What is hospice/Palliative care?
The term "hospice/Palliative care" can invoke many images, particularly if
you have had a family member or friend in human hospice care. For our
animal family members, it means addressing their quality of life until it is
time to say goodbye. This time can be a few hours or days in duration to
months or even years.
When no treatment will provide a cure, but comfort can be provided to
both the pet and family, Mobile Veterinary Service's hospice care may
be the best option. Like human hospice, pet hospice provides support
for the emotional, social, and spiritual needs of the whole family.
With pets, hospice recognizes that pets are a part of the family and
that everyone suffers when the most helpless of the family is in
discomfort and pain. In some instances, a diagnosis with a poor long term
prognosis does not mean the pet's quality of life is immediately
unacceptable. For example, a cat with chronic kidney disease may be
maintained comfortably for months or even years with proper care.
Unlike human medicine, decisions about pet care involve both the
tolerance of the pet to treatment as well as the inevitable concerns
about cost. For example, regardless of financial constraints, a
frightened cat might not be a candidate for cancer treatment that
required multiple vet visits because it could not travel in the car.
An elderly owner might not be able to afford surgery for her dog, but
could administer pain medicine at home.
We take a holistic approach to end of life care and try to meet the medical,
physical, and emotional needs of both the pet and the owner. This can
Pain: Many geriatric patients of all species suffer from arthritis or pain from
neurological disease or cancer. A decline in mobility can make the
difference in whether the quality of life is acceptable or not. Fortunately,
many approaches are available to use to help manage pain in our patients,
including multi-modalities pain medications to keep an older pet feeling and
moving their best.
Nutrition: Animals in pain or who feel sick often do not wish to eat and an
pet's poor appetite is often cited by owners as part of the decision to
euthanize. Using both commercially available diets or a home prepared diet,
we can address the nutritional needs of the patient.

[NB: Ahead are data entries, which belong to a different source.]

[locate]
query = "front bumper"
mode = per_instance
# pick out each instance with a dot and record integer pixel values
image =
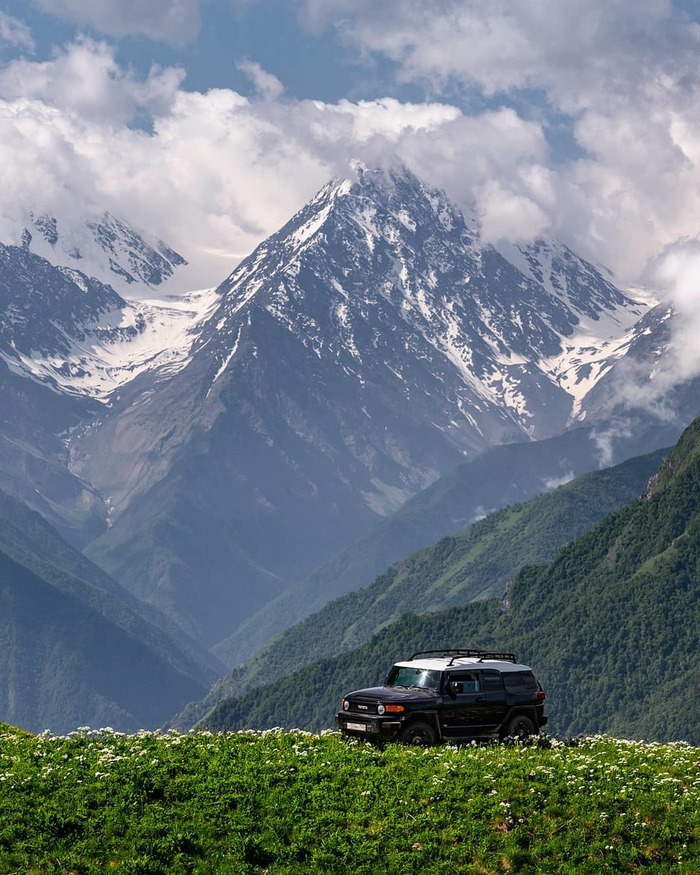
(363, 726)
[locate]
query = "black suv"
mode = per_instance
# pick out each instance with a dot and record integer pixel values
(447, 695)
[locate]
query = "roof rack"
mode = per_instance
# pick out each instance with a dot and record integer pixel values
(458, 653)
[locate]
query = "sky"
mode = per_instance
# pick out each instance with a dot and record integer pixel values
(208, 123)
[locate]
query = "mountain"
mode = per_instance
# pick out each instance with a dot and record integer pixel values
(104, 246)
(77, 648)
(473, 564)
(67, 342)
(611, 627)
(358, 354)
(494, 479)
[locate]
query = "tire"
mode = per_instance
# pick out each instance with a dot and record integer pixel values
(519, 726)
(418, 733)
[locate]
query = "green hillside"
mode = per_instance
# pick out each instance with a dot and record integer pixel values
(473, 564)
(499, 477)
(285, 804)
(75, 647)
(612, 627)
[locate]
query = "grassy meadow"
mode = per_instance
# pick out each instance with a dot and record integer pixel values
(97, 801)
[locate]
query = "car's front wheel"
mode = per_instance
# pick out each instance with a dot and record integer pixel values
(418, 733)
(519, 726)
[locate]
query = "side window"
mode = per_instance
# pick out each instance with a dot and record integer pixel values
(520, 682)
(491, 681)
(468, 680)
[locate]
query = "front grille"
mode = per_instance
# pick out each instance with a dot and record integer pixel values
(362, 706)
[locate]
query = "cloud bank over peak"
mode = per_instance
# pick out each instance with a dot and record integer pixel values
(213, 171)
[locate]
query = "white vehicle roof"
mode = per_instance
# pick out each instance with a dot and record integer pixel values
(442, 662)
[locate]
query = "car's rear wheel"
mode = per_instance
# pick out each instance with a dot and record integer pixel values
(519, 726)
(418, 733)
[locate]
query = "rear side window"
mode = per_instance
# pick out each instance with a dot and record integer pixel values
(491, 680)
(520, 682)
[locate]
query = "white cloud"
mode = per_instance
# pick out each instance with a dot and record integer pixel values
(267, 85)
(85, 79)
(622, 73)
(169, 21)
(15, 33)
(218, 171)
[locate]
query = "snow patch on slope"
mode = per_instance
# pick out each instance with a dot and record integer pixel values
(123, 344)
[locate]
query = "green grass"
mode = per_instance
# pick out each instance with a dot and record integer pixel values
(291, 802)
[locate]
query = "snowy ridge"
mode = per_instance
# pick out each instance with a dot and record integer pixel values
(103, 246)
(518, 328)
(124, 343)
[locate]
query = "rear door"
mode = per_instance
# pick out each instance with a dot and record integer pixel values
(463, 713)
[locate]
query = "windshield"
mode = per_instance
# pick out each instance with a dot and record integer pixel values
(401, 676)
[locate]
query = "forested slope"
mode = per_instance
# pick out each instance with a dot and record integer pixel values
(611, 627)
(475, 563)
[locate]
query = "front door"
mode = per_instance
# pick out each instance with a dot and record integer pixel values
(473, 705)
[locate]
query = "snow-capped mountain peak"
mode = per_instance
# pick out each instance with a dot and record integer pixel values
(106, 247)
(381, 259)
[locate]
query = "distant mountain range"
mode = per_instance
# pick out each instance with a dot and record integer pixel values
(472, 564)
(611, 625)
(217, 452)
(358, 354)
(77, 649)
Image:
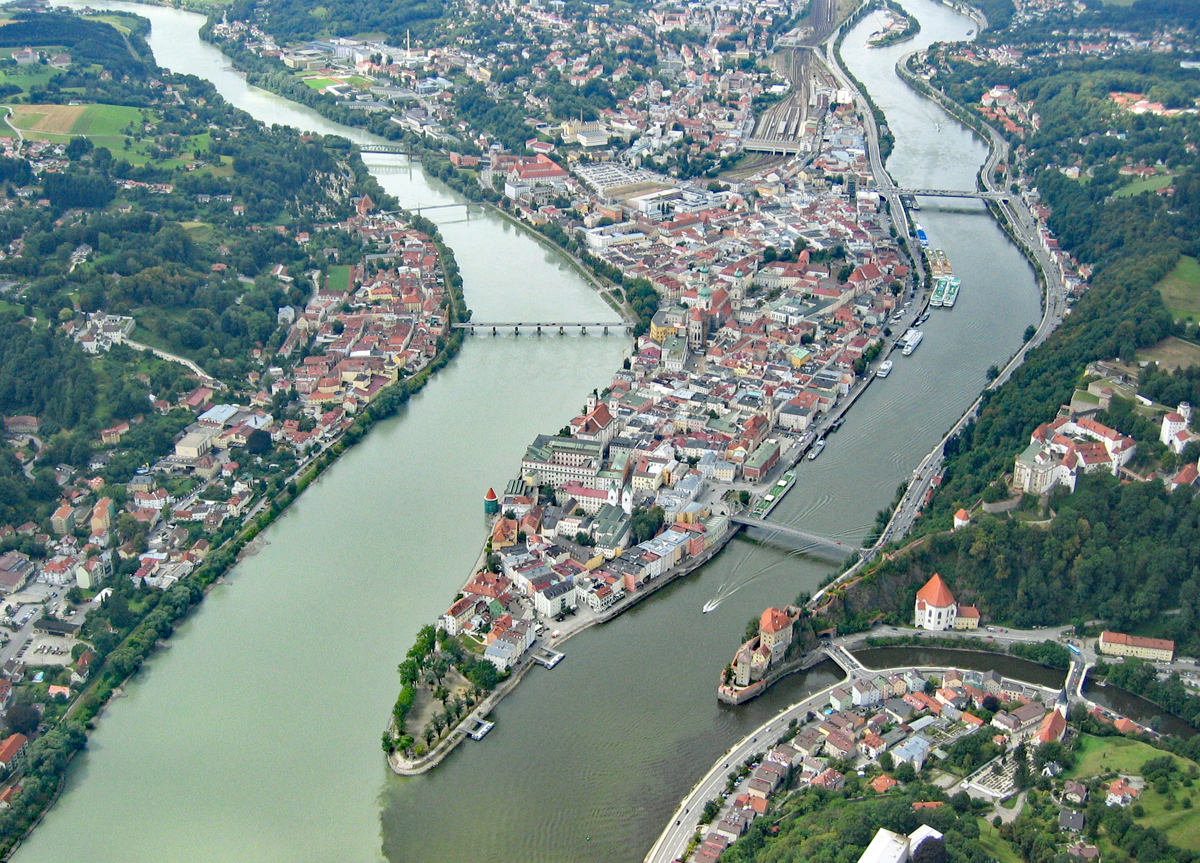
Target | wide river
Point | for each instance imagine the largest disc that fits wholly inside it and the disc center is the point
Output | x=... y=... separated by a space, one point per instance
x=256 y=736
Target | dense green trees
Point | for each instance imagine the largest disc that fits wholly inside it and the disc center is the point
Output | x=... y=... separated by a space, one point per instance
x=1119 y=552
x=293 y=21
x=89 y=41
x=821 y=827
x=43 y=375
x=1141 y=678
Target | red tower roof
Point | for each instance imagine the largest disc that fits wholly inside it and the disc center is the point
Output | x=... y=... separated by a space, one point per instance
x=936 y=593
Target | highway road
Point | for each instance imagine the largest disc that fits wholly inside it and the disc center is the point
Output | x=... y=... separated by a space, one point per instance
x=684 y=821
x=673 y=840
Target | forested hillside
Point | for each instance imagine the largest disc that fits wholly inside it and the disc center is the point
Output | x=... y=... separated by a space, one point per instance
x=89 y=42
x=43 y=375
x=1123 y=552
x=293 y=19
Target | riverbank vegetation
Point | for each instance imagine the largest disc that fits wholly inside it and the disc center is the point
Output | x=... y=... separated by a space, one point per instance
x=1119 y=551
x=825 y=827
x=1049 y=653
x=187 y=223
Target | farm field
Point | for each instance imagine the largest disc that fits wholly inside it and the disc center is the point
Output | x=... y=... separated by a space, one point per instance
x=1173 y=353
x=58 y=121
x=1181 y=289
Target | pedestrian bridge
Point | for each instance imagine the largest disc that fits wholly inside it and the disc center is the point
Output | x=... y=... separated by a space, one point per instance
x=383 y=148
x=949 y=193
x=517 y=327
x=810 y=541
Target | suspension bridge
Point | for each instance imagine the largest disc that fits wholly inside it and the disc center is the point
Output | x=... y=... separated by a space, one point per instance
x=813 y=541
x=517 y=327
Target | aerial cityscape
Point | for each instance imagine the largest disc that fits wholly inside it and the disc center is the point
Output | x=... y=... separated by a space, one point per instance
x=759 y=430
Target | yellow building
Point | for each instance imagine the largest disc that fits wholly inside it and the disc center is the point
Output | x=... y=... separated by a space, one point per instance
x=1121 y=645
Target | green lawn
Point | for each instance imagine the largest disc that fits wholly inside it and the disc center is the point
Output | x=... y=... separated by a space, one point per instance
x=1122 y=755
x=199 y=231
x=106 y=120
x=121 y=23
x=1181 y=289
x=1181 y=826
x=1101 y=755
x=991 y=843
x=1173 y=353
x=339 y=279
x=1151 y=184
x=28 y=76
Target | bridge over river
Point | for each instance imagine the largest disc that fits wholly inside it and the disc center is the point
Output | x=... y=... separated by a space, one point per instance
x=810 y=541
x=497 y=327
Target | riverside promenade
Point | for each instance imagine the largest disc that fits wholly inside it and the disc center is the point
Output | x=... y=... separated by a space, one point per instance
x=684 y=822
x=583 y=619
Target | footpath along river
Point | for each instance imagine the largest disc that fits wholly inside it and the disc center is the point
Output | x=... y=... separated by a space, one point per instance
x=256 y=737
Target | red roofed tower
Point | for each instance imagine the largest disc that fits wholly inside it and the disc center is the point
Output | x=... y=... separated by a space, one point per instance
x=935 y=605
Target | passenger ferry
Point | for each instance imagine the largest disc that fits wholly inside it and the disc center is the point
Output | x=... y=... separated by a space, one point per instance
x=939 y=292
x=952 y=293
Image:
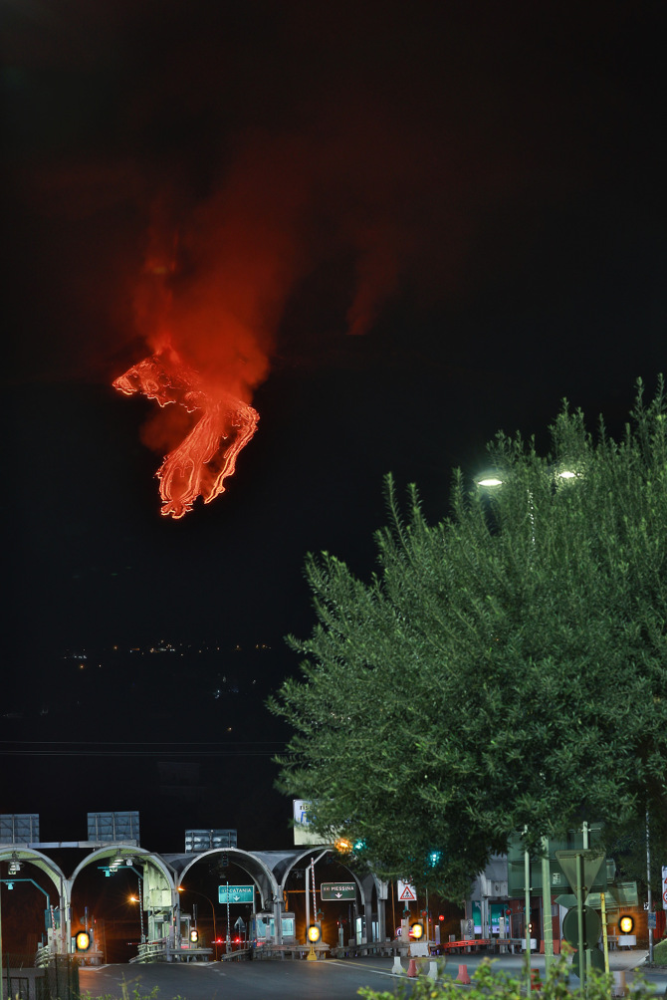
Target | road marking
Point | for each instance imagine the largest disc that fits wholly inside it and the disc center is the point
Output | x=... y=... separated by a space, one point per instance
x=361 y=965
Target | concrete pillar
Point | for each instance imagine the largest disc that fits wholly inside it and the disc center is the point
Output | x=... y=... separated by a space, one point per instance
x=277 y=916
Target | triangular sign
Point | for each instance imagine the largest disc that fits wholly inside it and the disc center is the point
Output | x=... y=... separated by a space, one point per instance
x=593 y=861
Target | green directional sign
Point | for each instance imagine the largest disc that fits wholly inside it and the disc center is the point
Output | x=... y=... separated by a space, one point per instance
x=338 y=890
x=236 y=893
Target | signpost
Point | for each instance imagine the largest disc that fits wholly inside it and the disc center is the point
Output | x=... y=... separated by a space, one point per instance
x=338 y=890
x=236 y=893
x=583 y=924
x=406 y=892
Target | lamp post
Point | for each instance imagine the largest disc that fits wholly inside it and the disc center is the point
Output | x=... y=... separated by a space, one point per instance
x=196 y=892
x=137 y=899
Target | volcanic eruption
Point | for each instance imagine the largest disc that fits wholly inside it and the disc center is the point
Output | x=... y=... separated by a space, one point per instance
x=207 y=455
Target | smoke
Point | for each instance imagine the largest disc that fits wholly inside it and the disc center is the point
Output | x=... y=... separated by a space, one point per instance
x=248 y=151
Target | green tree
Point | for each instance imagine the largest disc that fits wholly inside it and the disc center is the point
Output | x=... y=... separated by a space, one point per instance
x=502 y=670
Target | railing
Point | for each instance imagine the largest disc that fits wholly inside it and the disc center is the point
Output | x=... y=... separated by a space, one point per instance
x=241 y=955
x=43 y=956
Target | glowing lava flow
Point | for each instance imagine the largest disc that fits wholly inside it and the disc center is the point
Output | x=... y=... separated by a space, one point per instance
x=204 y=459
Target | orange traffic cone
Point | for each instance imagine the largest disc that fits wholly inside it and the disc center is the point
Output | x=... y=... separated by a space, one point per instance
x=463 y=976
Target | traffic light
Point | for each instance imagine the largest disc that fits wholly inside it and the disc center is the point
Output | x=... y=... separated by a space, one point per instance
x=83 y=940
x=314 y=934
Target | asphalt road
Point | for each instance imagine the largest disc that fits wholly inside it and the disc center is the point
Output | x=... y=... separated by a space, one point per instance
x=288 y=980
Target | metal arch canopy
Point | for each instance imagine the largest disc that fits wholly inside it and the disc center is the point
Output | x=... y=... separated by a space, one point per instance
x=251 y=862
x=37 y=859
x=126 y=851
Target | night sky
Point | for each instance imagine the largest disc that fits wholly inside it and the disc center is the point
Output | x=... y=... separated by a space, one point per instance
x=443 y=217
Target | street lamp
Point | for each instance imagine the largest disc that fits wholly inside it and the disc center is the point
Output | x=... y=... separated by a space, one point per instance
x=137 y=899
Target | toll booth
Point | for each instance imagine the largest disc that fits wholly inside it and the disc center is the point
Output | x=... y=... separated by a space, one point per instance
x=263 y=929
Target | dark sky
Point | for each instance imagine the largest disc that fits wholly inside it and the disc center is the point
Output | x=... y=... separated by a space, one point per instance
x=477 y=190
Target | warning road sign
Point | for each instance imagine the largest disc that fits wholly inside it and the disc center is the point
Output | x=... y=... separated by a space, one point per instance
x=406 y=892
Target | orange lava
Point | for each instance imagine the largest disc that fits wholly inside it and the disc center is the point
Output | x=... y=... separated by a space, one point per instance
x=199 y=465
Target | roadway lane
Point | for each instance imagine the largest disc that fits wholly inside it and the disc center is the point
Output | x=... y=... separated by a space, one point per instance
x=288 y=980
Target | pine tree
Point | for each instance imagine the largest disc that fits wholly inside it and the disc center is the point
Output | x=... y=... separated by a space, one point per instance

Medical Management: Many medical conditions that require professional
treatment can be addressed during a house call, such as administration of
fluids, medication, or nutrition via a feeding tube.
Psychological Management: We now know that animals can suffer from
many of the same signs of aging as humans. Many elderly dogs show signs
of canine cognitive dysfunction, which is similar to Alzheimer's disease in
humans. Signs include acting lost or confused, personality changes, urinary
or fecal incontinence or changes in housebreaking, sleep disturbances, or
even fear aggression. While these signs cannot be reversed at this time, some
supplements are suggested to be helpful in slowing its progression.